New analysis from the Office for National Statistics has shown the number of people leaving their main job in April-June 2011 was 674,000, a drop of 42 per cent on the 1998 peak of 1.17 million.

This decline suggests that the UK labour market is less dynamic now than in the past. Of those who left in April-June 2011, 57 per cent chose to leave voluntarily – for example by resigning – and 43 per cent were made to leave involuntarily, for example by being made redundant.

Looking at the percentage of workers who left their jobs in the April-June period, around 2.4 per cent of all workers in the workforce left their main job in 2011, down from 4.5 per cent in 1998. Over this period, the proportion of workers leaving their jobs voluntarily has generally declined (from 3.1 per cent in 1998 to 1.4 per cent in 2011), but those leaving involuntarily declined only slowly (from 1.4 per cent in 1998 to 0.9 per cent in 2008) then peaked at 1.4 per cent in 2009. This was in fact the same rate as for voluntary departures in that year, the only time in this period where involuntary departures equalled voluntary ones.

The recession had a greater impact on the rate of people leaving their job in the private than in the public sector. The percentage of private sector workers leaving their job voluntarily fell sharply (from 3.2 per cent in April-June 2004 to 1.7 per cent in 2009), while those leaving involuntarily rose during the recession (from 1.1 per cent in 2004 to 1.8 per cent in 2009).

In contrast, there was little change in the percentage of public sector workers leaving their main job during the recession, either voluntarily or involuntarily.
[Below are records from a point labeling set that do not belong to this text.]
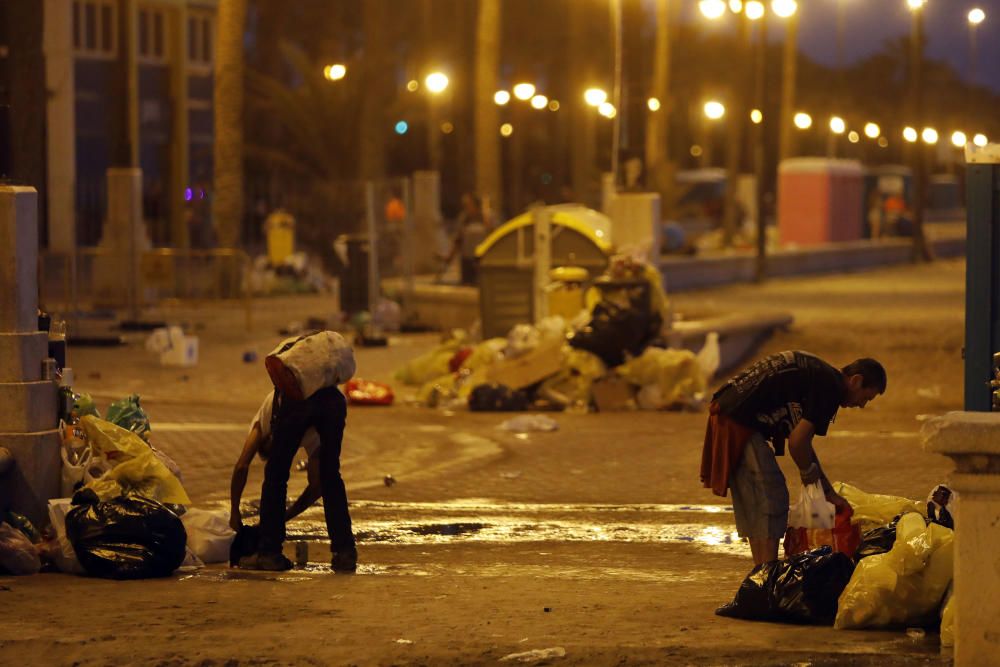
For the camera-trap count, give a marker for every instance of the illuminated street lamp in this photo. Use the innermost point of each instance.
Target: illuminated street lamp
(714, 110)
(595, 97)
(712, 9)
(335, 72)
(524, 91)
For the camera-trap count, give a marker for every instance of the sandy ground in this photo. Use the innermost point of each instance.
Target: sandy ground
(597, 538)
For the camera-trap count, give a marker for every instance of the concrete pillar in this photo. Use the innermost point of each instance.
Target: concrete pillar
(972, 441)
(27, 403)
(61, 125)
(428, 230)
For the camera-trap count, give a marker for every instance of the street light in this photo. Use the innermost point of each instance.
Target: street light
(436, 82)
(712, 9)
(714, 110)
(595, 97)
(524, 91)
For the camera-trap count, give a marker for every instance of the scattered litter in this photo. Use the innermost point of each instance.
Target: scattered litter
(528, 423)
(536, 655)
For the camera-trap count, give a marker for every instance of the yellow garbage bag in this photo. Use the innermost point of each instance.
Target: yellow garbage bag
(873, 510)
(136, 467)
(674, 376)
(904, 586)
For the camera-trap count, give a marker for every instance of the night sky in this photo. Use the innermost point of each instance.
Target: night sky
(870, 22)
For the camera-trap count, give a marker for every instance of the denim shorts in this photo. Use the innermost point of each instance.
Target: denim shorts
(760, 495)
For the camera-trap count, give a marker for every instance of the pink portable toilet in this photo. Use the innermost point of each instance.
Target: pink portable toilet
(819, 200)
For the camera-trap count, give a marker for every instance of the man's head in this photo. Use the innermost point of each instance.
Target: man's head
(864, 379)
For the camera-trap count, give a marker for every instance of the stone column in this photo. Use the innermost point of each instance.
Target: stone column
(972, 440)
(28, 419)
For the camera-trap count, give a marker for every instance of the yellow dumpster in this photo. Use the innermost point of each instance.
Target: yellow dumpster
(279, 227)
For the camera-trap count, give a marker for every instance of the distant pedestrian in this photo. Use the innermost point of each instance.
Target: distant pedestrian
(789, 395)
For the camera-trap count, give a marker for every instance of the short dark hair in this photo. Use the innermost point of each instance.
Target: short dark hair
(871, 371)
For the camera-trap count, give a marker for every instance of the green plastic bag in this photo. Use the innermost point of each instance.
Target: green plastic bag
(128, 414)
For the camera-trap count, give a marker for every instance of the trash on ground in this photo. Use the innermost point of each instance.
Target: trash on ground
(128, 537)
(529, 423)
(801, 589)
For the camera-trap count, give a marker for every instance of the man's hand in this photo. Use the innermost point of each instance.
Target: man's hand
(839, 502)
(810, 475)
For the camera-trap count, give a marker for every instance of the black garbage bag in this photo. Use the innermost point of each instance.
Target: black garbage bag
(614, 330)
(801, 589)
(127, 537)
(244, 544)
(497, 398)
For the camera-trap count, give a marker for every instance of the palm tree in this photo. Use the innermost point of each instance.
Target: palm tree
(227, 204)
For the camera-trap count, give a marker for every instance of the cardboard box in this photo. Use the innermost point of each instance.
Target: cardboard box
(526, 370)
(611, 393)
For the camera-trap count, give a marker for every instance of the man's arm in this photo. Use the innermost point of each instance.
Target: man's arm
(240, 471)
(310, 494)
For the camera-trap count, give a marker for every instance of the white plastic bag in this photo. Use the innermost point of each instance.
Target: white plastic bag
(209, 534)
(811, 510)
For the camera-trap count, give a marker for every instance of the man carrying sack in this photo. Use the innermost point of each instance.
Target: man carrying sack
(306, 372)
(789, 395)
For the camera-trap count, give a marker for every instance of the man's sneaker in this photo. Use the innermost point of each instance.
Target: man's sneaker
(269, 562)
(345, 560)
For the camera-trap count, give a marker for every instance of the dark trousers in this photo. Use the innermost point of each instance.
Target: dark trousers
(326, 411)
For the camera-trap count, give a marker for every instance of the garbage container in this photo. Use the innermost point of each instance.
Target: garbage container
(280, 230)
(354, 273)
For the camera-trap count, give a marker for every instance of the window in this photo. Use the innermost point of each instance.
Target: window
(95, 26)
(201, 26)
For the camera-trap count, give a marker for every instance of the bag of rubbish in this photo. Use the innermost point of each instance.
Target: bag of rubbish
(801, 589)
(872, 510)
(905, 586)
(613, 331)
(136, 466)
(128, 537)
(128, 414)
(497, 398)
(208, 534)
(17, 554)
(301, 366)
(367, 392)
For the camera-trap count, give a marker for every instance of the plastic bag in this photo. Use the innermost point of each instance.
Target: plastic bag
(208, 535)
(17, 554)
(128, 414)
(366, 392)
(801, 589)
(843, 537)
(129, 537)
(905, 586)
(136, 467)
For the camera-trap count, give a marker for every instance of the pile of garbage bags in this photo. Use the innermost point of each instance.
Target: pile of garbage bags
(610, 357)
(899, 576)
(124, 514)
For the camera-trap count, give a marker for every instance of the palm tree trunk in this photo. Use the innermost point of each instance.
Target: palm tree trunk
(227, 204)
(487, 116)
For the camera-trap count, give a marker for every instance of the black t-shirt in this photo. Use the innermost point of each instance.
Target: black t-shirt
(774, 394)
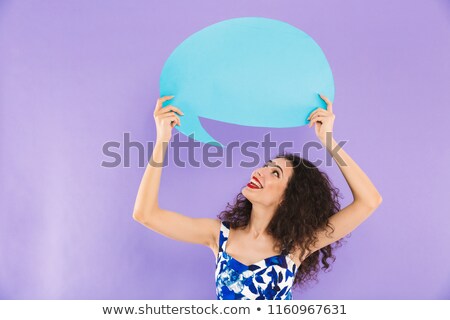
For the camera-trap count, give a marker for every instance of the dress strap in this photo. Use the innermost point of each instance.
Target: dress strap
(224, 232)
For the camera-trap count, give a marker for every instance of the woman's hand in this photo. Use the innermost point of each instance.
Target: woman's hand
(323, 119)
(165, 119)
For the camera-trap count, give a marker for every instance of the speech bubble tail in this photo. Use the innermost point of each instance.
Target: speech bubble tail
(192, 128)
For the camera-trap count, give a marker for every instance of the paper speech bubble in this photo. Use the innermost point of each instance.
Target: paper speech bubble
(248, 71)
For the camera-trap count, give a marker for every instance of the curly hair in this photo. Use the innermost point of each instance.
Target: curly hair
(308, 202)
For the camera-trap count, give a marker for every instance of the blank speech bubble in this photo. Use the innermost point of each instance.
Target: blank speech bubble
(247, 71)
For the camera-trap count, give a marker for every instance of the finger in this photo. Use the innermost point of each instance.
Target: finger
(316, 119)
(160, 101)
(171, 118)
(317, 111)
(328, 102)
(170, 108)
(170, 115)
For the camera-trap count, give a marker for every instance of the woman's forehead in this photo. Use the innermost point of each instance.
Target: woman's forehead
(285, 164)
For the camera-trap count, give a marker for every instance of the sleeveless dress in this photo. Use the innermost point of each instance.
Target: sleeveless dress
(268, 279)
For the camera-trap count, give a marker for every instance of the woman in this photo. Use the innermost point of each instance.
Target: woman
(271, 238)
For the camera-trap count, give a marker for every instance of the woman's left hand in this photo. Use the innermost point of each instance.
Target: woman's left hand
(323, 119)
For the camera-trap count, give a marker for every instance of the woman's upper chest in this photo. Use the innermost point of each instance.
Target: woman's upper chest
(249, 250)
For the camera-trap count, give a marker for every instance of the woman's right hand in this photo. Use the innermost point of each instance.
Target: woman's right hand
(165, 119)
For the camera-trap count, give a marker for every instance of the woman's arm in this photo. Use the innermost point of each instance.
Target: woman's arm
(146, 209)
(366, 197)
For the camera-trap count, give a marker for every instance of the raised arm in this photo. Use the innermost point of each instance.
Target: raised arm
(366, 197)
(146, 209)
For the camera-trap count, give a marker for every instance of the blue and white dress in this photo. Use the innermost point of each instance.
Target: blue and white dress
(268, 279)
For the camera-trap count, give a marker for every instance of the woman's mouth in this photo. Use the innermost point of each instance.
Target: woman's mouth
(254, 184)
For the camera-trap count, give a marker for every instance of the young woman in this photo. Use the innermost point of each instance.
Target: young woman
(271, 238)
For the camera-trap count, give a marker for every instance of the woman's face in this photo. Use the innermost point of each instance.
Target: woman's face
(267, 184)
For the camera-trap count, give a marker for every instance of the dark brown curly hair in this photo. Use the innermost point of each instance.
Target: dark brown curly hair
(309, 200)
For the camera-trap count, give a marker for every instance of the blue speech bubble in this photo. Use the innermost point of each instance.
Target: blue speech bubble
(248, 71)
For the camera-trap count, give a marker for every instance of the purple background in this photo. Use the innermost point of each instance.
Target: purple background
(77, 74)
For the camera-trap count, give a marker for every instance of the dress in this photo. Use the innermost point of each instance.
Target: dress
(268, 279)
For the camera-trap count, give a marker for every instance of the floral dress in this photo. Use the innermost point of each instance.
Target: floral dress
(268, 279)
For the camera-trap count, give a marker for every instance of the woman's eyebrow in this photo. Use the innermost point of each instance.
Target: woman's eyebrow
(273, 163)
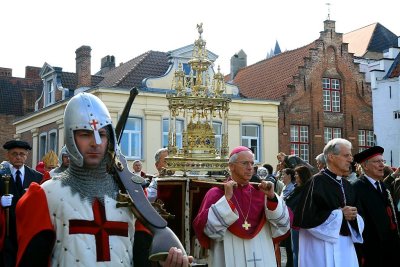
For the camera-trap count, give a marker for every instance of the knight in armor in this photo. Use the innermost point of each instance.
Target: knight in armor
(63, 162)
(75, 220)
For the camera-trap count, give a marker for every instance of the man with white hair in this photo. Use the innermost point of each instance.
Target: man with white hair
(327, 214)
(237, 223)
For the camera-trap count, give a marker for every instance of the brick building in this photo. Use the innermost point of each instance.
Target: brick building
(322, 94)
(17, 99)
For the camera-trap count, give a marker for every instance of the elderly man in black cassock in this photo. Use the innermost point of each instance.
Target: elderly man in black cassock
(21, 177)
(381, 245)
(327, 213)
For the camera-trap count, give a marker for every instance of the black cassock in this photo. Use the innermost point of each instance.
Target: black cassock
(381, 245)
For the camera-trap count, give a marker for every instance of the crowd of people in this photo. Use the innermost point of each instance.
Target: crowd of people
(341, 212)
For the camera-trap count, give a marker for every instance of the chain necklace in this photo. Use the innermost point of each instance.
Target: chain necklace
(394, 211)
(245, 225)
(339, 183)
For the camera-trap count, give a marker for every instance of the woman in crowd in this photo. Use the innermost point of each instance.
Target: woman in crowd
(302, 175)
(289, 185)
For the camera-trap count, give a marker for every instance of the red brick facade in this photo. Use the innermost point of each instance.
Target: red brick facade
(295, 78)
(304, 104)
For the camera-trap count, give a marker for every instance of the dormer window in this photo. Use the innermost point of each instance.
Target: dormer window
(331, 94)
(49, 93)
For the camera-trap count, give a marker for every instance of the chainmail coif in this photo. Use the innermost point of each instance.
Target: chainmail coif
(90, 184)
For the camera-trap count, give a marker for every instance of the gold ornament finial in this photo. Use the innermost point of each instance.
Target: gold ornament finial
(197, 100)
(200, 28)
(50, 160)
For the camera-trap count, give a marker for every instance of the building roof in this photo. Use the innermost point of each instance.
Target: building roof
(270, 77)
(370, 41)
(70, 80)
(394, 70)
(11, 99)
(132, 73)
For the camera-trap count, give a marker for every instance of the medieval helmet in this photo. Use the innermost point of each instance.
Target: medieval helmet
(85, 111)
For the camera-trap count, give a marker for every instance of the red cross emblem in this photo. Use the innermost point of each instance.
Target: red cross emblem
(93, 123)
(100, 228)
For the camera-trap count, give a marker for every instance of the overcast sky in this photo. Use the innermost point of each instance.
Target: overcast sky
(35, 32)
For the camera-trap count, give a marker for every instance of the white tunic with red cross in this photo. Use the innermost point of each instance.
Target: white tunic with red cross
(88, 234)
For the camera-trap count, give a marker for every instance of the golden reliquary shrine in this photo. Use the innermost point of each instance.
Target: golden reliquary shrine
(195, 165)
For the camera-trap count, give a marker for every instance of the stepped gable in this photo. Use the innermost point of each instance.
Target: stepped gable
(132, 73)
(11, 100)
(269, 78)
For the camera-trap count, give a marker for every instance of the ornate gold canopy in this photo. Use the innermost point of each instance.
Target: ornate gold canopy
(198, 100)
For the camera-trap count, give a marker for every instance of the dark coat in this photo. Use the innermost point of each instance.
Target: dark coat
(321, 195)
(292, 161)
(10, 244)
(381, 245)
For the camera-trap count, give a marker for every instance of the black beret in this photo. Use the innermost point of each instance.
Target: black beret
(368, 153)
(16, 143)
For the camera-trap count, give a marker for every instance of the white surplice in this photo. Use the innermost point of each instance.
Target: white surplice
(323, 246)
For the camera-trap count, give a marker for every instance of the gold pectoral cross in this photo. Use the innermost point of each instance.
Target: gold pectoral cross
(246, 225)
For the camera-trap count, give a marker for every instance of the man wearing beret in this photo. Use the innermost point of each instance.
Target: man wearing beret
(238, 223)
(327, 213)
(381, 245)
(21, 177)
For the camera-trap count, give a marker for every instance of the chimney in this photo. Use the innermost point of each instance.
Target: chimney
(32, 72)
(238, 61)
(83, 66)
(5, 72)
(107, 64)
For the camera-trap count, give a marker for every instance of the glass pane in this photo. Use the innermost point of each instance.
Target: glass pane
(133, 124)
(326, 100)
(135, 145)
(337, 133)
(294, 149)
(294, 133)
(304, 152)
(304, 134)
(165, 125)
(325, 83)
(249, 130)
(179, 126)
(124, 144)
(217, 128)
(361, 138)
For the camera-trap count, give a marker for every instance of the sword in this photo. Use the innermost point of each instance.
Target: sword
(6, 176)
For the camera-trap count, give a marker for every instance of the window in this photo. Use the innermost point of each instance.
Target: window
(217, 126)
(178, 129)
(42, 145)
(250, 138)
(131, 141)
(53, 141)
(365, 139)
(331, 94)
(50, 95)
(330, 133)
(299, 141)
(188, 76)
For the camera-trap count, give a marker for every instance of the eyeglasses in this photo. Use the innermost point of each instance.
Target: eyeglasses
(378, 161)
(246, 163)
(21, 154)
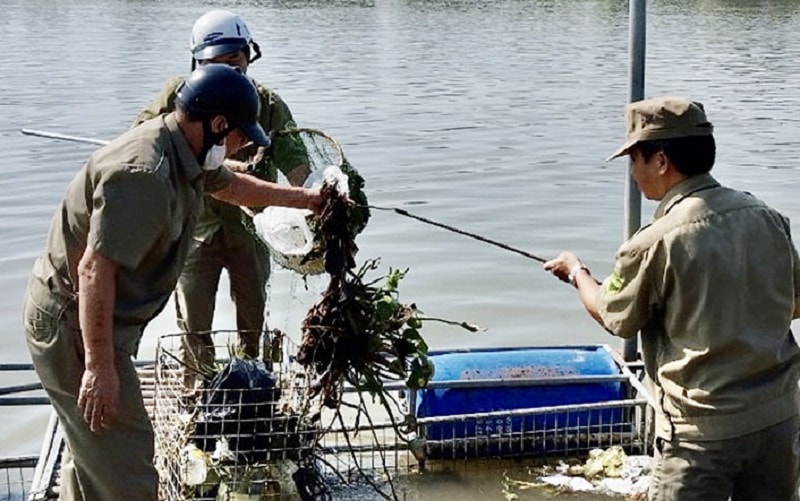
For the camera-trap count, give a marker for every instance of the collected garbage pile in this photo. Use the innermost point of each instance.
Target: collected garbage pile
(609, 472)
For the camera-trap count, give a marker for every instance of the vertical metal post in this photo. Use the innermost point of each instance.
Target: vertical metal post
(633, 199)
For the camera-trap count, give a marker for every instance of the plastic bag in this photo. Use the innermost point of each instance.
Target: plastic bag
(287, 233)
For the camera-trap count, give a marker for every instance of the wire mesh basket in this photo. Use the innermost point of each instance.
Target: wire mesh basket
(271, 442)
(16, 475)
(238, 435)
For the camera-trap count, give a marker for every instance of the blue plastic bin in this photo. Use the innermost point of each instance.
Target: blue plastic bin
(538, 363)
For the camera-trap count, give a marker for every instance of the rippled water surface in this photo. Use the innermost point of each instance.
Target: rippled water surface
(494, 117)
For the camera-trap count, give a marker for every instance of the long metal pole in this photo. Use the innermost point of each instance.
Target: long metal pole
(64, 137)
(633, 199)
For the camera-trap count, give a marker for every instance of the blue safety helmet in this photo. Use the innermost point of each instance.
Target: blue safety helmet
(219, 89)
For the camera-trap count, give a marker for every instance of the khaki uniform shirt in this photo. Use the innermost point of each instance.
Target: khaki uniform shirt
(712, 284)
(286, 153)
(135, 201)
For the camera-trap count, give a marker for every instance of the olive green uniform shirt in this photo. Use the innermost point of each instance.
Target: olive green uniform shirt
(285, 153)
(712, 284)
(135, 201)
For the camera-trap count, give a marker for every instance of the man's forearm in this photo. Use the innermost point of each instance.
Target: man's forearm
(250, 191)
(97, 292)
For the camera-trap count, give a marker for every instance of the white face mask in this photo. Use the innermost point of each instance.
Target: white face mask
(214, 157)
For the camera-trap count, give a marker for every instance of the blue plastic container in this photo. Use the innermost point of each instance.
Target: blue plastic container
(538, 363)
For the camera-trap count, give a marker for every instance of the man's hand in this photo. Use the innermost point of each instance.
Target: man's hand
(562, 264)
(315, 202)
(99, 397)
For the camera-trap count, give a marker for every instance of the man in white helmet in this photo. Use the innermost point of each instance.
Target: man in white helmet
(222, 238)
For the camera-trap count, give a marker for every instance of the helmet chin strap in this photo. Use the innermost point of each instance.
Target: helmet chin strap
(256, 52)
(210, 138)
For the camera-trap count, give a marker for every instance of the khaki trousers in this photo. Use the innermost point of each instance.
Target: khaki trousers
(115, 464)
(761, 466)
(196, 291)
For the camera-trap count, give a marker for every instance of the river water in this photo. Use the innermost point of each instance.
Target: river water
(491, 116)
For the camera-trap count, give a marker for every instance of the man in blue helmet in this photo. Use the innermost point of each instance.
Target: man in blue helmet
(222, 239)
(115, 249)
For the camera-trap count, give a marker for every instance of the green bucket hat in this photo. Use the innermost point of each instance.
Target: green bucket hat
(663, 118)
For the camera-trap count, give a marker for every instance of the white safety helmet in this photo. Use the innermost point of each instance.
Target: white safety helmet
(219, 32)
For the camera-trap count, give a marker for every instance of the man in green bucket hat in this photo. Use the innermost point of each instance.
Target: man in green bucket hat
(712, 284)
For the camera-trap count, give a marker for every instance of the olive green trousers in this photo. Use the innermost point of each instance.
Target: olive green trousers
(114, 464)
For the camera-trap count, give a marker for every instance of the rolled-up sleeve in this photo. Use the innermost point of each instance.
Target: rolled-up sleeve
(627, 298)
(129, 213)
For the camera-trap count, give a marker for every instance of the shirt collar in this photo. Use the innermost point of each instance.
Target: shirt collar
(682, 190)
(187, 159)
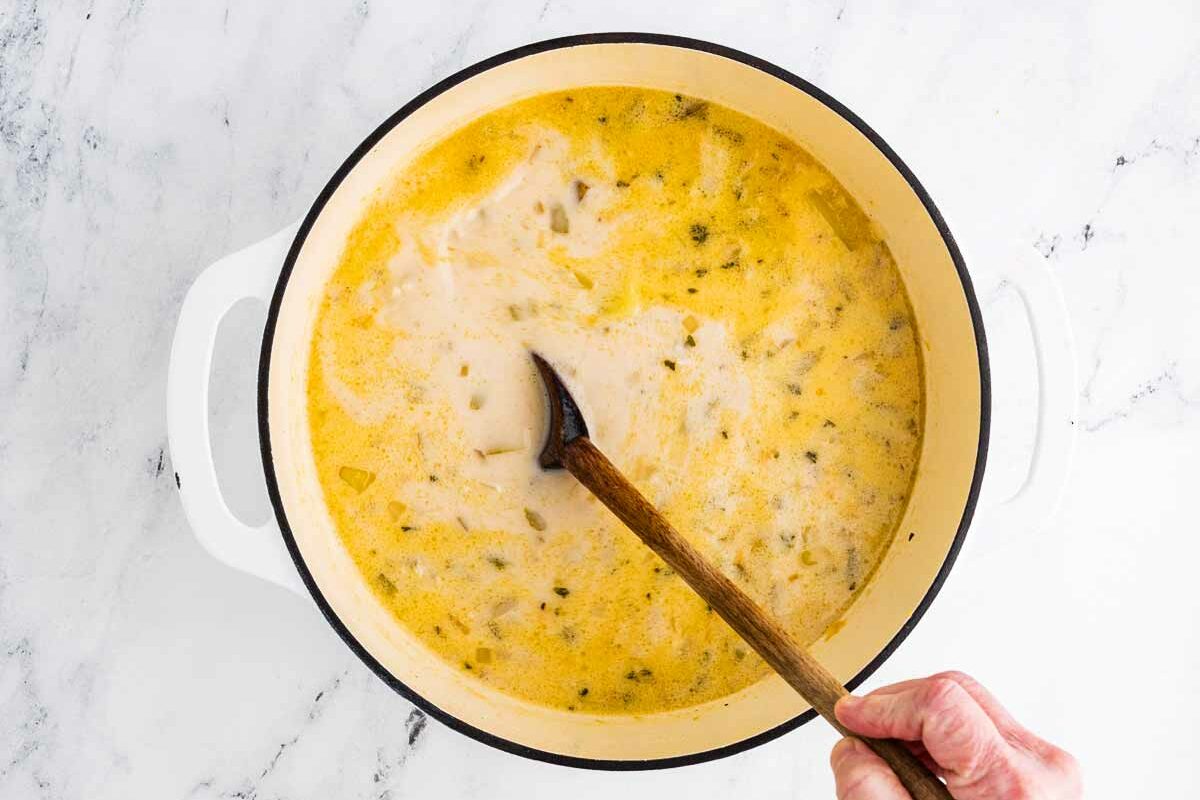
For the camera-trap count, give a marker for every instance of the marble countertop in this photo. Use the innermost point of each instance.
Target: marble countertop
(141, 142)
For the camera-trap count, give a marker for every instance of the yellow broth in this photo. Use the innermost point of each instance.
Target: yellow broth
(736, 331)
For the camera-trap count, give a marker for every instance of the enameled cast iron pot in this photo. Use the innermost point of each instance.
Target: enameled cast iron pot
(304, 552)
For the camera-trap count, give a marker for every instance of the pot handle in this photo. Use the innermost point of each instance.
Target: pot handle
(250, 272)
(1037, 499)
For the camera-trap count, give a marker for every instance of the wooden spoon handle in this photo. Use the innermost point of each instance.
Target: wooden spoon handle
(760, 631)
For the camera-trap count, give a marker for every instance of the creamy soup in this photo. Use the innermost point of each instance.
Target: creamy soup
(735, 331)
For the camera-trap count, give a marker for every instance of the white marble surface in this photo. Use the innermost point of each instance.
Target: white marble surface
(139, 142)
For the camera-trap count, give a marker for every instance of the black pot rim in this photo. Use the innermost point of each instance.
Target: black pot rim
(273, 318)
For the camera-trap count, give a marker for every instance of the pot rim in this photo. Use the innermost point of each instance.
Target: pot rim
(264, 367)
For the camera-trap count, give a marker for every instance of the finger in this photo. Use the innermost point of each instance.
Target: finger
(937, 711)
(987, 701)
(862, 775)
(1005, 721)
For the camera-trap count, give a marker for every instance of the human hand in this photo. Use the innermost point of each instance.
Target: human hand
(959, 729)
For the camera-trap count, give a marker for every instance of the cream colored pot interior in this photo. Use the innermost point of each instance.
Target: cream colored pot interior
(952, 390)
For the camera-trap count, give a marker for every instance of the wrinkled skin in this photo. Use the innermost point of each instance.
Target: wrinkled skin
(959, 729)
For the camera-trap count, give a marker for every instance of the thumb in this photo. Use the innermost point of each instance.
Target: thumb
(862, 775)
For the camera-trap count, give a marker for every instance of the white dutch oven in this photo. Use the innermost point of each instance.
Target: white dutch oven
(301, 551)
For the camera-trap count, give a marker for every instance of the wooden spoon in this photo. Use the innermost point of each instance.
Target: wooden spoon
(568, 446)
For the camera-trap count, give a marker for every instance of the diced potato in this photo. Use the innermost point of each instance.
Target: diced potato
(558, 221)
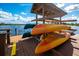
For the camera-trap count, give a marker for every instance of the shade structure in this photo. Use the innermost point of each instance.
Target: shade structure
(50, 10)
(29, 26)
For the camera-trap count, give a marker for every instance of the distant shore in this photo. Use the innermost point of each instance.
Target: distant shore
(12, 24)
(24, 24)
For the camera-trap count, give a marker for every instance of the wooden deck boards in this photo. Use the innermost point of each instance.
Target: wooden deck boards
(69, 48)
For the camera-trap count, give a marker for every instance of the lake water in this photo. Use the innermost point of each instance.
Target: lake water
(21, 29)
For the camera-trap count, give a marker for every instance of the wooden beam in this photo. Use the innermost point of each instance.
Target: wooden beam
(36, 18)
(43, 14)
(60, 20)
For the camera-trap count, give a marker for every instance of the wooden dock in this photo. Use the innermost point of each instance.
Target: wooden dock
(26, 47)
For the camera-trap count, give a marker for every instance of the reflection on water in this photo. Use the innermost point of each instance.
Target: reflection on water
(21, 29)
(77, 28)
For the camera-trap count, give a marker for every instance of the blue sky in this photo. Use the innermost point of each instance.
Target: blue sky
(21, 12)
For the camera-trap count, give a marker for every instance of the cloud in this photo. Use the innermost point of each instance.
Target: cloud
(23, 13)
(73, 17)
(71, 8)
(60, 4)
(8, 17)
(4, 14)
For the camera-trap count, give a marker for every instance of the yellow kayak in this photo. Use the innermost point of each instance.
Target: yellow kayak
(46, 28)
(50, 41)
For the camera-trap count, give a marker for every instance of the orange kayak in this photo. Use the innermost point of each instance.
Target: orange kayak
(46, 28)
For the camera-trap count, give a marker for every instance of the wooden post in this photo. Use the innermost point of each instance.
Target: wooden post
(36, 18)
(43, 14)
(60, 21)
(16, 31)
(2, 44)
(8, 36)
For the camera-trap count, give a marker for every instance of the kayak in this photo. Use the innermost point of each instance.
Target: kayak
(50, 41)
(46, 28)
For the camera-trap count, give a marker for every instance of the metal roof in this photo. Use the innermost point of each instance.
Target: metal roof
(50, 10)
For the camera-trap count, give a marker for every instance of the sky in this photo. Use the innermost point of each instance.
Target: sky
(20, 13)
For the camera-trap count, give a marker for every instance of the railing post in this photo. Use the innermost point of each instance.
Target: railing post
(8, 36)
(2, 44)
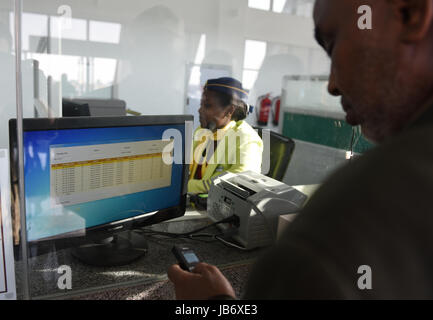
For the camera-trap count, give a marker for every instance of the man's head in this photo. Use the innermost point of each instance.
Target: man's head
(384, 75)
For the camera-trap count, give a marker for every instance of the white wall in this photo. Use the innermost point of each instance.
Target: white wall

In the time since the end of the recession, the percentage of public sector workers made to leave their job has doubled, from 0.5 per cent in April-June 2009 to 1.0 per cent in 2011, while the percentage of those in the public sector choosing to leave fell slightly, from 1.1 per cent to 1.0 per cent over the same period.

People in younger age groups were more likely than those in older age groups to leave their main job. In April-June 2011, 4.7 per cent of those aged 16 to 24 left their main job, compared with 2.8 per cent of those aged 25 to 34, 1.9 per cent of those aged 35 to 49, and 1.8 per cent of those aged 50 to 64.